Simulations are as old as Model UN and mock trial. Critics say that they convey the wrong message--that real citizenship begins only later on, when kids turn into adults. Simulations do not tap the actual assets of young people (such as their knowledge of their own communities) or allow them to address real problems. And most children will never grow up to fill the roles that they simulate in the game. For example, there is only one US Representative to the UN, out of 300 million citizens. The Peace Corps is more accessible, but it still turns away, I believe, three quarters of its applicants.

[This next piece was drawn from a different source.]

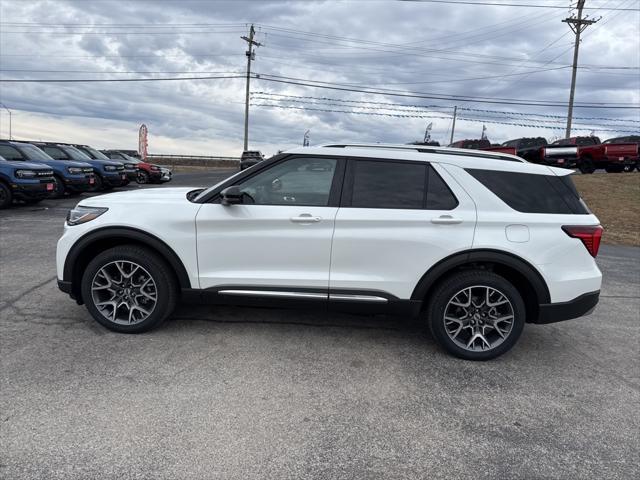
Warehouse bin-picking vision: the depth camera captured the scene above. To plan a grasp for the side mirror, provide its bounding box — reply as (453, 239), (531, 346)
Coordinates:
(220, 185), (244, 205)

But games have advantages, too. They are absorbing, intellectually challenging, and cost-effective. They can be carefully constructed to promote particular lessons or skills that may then generalize to other domains. The Peace Corps simulation, for example, will be a success if it plants the idea of joining the real Corps or if players learn community problem-solving skills that they can use at home.
June 8, 2008
a budget simulation
Budget Hero is a simulation of the federal budget that allows you to play various "cards" (such as repealing the Bush tax cuts or fully funding No Child Left Behind). You can see the impact on the federal budget after 10 years. There is good background information about each policy proposal. You have decide to play or not to play each card; you can't modify it. For instance, you can increase housing assistance to the poor by $4 billion, but not by any other amount. That makes a certain amount of sense for a simulation, because real lawmakers and presidents are usually presented with yes-or-no options, not sliding scales. In any case, it's probably a necessary simplification.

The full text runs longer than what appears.